Blosc/bcolz

ctable.fromdataframe doesn't preserve datetime indices.

Kyrish opened this issue · 0 comments

Let's consider following case:

date_range = pd.date_range(start='2017-01-01', end='2017-01-03', freq='D')
cols = ['A', 'B', 'C', 'D', 'E']
df = pd.DataFrame(index=date_range, data=np.random.rand(len(date_range), len(cols)), columns=cols)
df
A B C D E
2017-01-01 0.140845 0.619423 0.697564 0.975552
2017-01-02 0.327959 0.657860 0.234037 0.705020
2017-01-03 0.065697 0.543179 0.517165 0.692339
df_table = bcolz.ctable.fromdataframe(df)
df_table
ctable((3,), [('A', '<f8'), ('B', '<f8'), ('C', '<f8'), ('D', '<f8'), ('E', '<f8')])
  nbytes: 120; cbytes: 80.00 KB; ratio: 0.00
  cparams := cparams(clevel=5, shuffle=1, cname='blosclz', quantize=0)
[( 0.14084531,  0.61942324,  0.69756392,  0.9755517,  0.41981526)
 ( 0.3279591,  0.65785982,  0.23403727,  0.70502042,  0.65651498)
 ( 0.06569704,  0.54317941,  0.51716506,  0.69233858,  0.34075387)]

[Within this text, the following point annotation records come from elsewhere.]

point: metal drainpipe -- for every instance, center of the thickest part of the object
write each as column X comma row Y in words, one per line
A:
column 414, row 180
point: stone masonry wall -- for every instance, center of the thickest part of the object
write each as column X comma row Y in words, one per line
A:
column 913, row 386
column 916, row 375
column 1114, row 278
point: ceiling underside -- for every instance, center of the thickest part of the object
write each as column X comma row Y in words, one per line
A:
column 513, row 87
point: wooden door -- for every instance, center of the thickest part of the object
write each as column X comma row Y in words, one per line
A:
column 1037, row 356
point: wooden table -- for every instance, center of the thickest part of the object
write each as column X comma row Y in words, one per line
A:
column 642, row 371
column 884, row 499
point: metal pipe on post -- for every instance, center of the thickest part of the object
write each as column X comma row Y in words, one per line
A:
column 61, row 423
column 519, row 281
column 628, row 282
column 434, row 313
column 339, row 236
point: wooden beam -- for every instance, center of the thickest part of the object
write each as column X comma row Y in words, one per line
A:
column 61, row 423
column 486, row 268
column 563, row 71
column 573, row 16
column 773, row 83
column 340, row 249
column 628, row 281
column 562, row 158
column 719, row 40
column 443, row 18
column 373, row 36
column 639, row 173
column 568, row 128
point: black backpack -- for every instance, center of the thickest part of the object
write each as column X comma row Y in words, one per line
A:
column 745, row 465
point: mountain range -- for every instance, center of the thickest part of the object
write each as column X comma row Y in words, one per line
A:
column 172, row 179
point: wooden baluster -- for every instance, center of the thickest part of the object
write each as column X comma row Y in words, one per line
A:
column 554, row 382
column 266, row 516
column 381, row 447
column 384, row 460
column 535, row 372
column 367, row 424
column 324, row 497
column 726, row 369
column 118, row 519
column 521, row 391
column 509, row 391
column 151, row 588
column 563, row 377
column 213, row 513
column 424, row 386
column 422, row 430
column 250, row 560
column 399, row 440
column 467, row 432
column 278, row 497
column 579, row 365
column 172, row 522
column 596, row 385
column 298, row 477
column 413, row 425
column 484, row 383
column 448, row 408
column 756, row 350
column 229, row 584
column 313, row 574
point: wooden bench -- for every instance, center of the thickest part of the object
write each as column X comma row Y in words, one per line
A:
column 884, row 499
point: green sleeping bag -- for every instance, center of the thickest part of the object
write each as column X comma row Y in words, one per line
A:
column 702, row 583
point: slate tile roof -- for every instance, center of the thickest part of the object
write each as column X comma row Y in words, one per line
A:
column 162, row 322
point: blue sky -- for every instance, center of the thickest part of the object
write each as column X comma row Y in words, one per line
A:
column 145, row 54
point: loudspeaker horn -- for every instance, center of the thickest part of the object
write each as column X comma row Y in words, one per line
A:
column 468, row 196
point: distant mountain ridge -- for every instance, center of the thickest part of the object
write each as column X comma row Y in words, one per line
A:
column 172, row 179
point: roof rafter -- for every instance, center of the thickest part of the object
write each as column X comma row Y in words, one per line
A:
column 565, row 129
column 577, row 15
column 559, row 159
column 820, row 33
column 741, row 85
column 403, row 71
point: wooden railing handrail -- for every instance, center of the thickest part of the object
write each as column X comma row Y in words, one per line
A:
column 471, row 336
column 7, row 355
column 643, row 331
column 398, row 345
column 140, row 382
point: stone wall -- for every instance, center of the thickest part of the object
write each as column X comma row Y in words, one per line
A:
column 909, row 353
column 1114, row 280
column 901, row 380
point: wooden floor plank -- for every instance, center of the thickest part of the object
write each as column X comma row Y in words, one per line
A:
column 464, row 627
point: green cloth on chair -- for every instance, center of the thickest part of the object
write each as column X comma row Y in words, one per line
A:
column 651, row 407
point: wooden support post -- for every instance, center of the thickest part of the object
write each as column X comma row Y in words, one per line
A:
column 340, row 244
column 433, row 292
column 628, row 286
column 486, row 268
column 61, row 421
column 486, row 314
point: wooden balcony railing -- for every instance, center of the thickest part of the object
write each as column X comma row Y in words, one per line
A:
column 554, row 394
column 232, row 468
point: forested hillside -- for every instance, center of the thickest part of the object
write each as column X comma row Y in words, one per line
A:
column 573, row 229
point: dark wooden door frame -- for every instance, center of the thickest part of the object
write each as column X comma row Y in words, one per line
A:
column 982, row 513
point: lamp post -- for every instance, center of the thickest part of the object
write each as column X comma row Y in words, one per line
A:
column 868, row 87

and if we try to retrieve dataframe from table we get:

df_ = df_table.todataframe()
df_
A B C D E
0 0.140845 0.619423 0.697564 0.975552
1 0.327959 0.657860 0.234037 0.705020
2 0.065697 0.543179 0.517165 0.692339

A possible workaround is to duplicate index column to regular one:

df['_index'] = df.index
df_table = bcolz.ctable.fromdataframe(df)
df_table.attrs['_index'] = '_index'

In this case, Bcolz preserves datetime type. And after retrieving you can assign your index back.